Green students have designs on the future

Photo: Finalist Tracey Horner (left), photo Lee Schnailberg

Toronto design students win at the Organic Cotton Competition Winners.

Seneca College's Fashion Arts Program has always been a groundbreaker. What other fashion college can boast a Member of Parliament? But Vivienne Poi, a graduate of the program, is now a Canadian Senator.

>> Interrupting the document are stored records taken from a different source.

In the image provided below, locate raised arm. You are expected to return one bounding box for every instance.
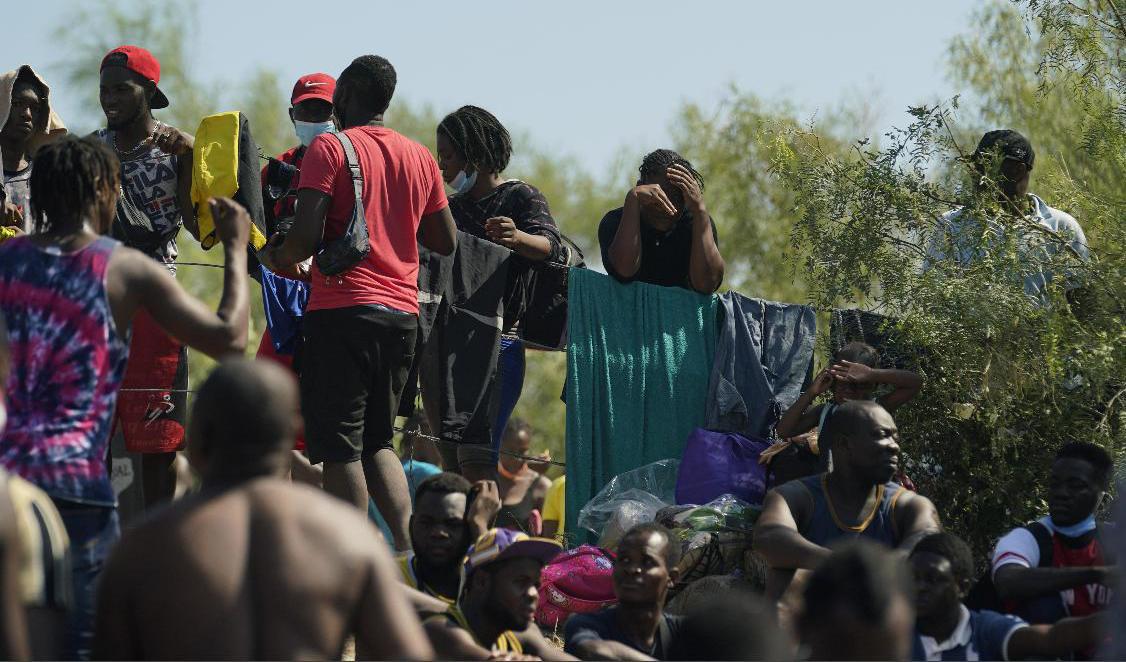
[258,188,332,269]
[777,368,833,439]
[108,198,250,358]
[665,163,726,294]
[829,360,922,412]
[993,563,1115,600]
[152,124,199,241]
[754,483,829,570]
[0,478,32,660]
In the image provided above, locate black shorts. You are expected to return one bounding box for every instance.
[301,306,418,464]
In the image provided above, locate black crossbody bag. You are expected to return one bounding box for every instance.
[313,133,372,276]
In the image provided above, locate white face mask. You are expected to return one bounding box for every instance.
[449,170,477,194]
[293,119,337,147]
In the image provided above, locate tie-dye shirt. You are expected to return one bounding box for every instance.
[0,236,128,507]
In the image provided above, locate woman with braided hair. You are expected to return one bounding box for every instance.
[438,106,565,477]
[598,150,724,294]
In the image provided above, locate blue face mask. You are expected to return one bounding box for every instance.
[449,170,477,194]
[1048,513,1096,538]
[293,119,337,147]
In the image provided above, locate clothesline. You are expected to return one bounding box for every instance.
[113,388,566,468]
[171,262,875,317]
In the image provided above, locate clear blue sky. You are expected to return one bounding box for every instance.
[13,0,981,173]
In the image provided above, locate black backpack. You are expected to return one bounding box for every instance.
[965,521,1062,614]
[313,132,372,276]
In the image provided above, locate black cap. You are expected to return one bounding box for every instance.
[974,128,1036,170]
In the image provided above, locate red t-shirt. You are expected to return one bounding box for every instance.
[1052,536,1111,616]
[297,126,448,314]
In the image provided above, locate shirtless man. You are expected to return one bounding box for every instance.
[95,359,434,660]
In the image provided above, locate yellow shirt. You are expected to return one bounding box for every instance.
[446,605,524,655]
[395,552,457,606]
[544,476,566,536]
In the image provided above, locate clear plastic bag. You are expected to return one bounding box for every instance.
[579,459,680,548]
[662,494,761,533]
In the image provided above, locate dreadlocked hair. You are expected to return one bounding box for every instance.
[30,136,120,233]
[438,106,512,175]
[637,150,704,190]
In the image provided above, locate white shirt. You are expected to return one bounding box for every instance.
[923,194,1090,299]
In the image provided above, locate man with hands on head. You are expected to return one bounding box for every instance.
[598,150,725,294]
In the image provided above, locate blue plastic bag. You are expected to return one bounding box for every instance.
[677,428,770,506]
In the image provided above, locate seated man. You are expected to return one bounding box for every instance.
[993,441,1116,643]
[563,522,682,660]
[598,150,725,294]
[796,539,914,660]
[397,473,500,605]
[423,529,574,660]
[754,400,939,597]
[910,533,1100,660]
[95,359,434,660]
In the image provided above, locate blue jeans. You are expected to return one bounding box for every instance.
[492,336,526,454]
[55,501,122,660]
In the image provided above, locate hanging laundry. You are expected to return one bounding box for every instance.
[566,269,716,542]
[416,232,512,454]
[704,292,817,439]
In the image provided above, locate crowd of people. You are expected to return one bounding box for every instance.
[0,46,1117,660]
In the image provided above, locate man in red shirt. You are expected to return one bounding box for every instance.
[259,55,456,551]
[257,73,337,475]
[993,441,1117,655]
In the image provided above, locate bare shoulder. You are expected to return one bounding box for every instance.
[768,480,812,511]
[109,243,172,286]
[244,478,378,556]
[895,487,941,531]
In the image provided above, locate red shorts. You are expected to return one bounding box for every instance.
[256,328,305,450]
[114,310,188,453]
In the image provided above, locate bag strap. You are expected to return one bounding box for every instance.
[332,132,364,211]
[1025,521,1053,567]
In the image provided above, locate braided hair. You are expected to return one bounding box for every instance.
[30,136,120,233]
[637,150,704,190]
[438,106,512,175]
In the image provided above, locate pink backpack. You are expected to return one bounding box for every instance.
[536,545,618,629]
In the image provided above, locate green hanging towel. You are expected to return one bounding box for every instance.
[566,269,716,544]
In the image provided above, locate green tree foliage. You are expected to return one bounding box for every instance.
[774,2,1126,551]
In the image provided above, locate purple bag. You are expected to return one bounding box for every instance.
[677,428,770,506]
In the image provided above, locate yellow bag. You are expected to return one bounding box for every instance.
[191,110,266,250]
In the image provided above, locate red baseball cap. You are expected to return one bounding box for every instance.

Seneca had another first last week when two of its fashion students had their designs snapped up by manufacturers before even graduating from the program. Tracey Horner and Jane Hazelgrove won finalist and runner-up respectively in the first Organic Cotton Company Design Challenge.

Design challenge
There were more than 12 finalists, with designs made from certified organic Prima cotton. John Cloud, president of the Organic Company, first introduced this incredibly soft cotton to Canada in his Clean Undies line. Cloud has been a keen supporter of the organic agriculture in Canada for over 35 years and sponsored the Seneca contest.

Prima is a fairly expensive fabric and most of the participants had never had the opportunity to work with this kind of high-end yarn and fiber, spun in Montreal. The students had to use a minimum of 97% of the fabric to create something functional. And since it was a design contest, the other rule was no printing on the fabric and no dyes. Students had to create their design with just the plain cotton.

Winning designs
Horner's winning designs were for nightgowns, or day dresses that can be worn with tights and cotton bras. "In the summer when it gets super hot, you don't want to wear something synthetic against your skin," she says. "You get sweaty and gross, so this is something that's really nice and cool for the summer - breathable." Hazelgrove's designs showed her off her pattern-making skills so there was no waste after cutting the fabrics.

Since both students were part of the School of Fashion and Merchandising, they knew they should get to know their potential licensee. They did customer research and studied the Clean Undies website, so they knew their market and what kind customers were drawn to the product. And, Horner admits, it was time to bring out the big guns—her parents, who are about to build a solar cottage. "I actually called my mom because she's kind of their target market. I said, ‘Mom, if you could have this organic Pima cotton garment what would you want?' And she told me she'd want a nightgown, and so I made something that's a little more versatile - a nightgown/day dress you can wear at the beach as well."

Horner and Hazelgrove were both keen on eco fashion even before entering the Organic Cotton contest. "I want to help with the changes in the fashion industry in terms of recycling and organic materials, and change fashion's rep for wasteful pollution," says Hazelgrove. Both designers have upcoming lines made from a variety of green fabrics. Horner's line uses organic cottons, hemp and low-impact dyes. Hazelgrove has reconstructed and recycled anything she salvaged from the depths of Value Village. "I've always recycled garments, since that was the main resource I had when I was younger," she says. "Then then I found PreLoved, a company I was really, really interested in and I worked there for the summer and I loved what I was doing. And that helped me with my collection this year."

A jury of fashion peers, retailers and media/fashion-production people judged the competition. Watch for these eco-designers and their positive impact on our threads.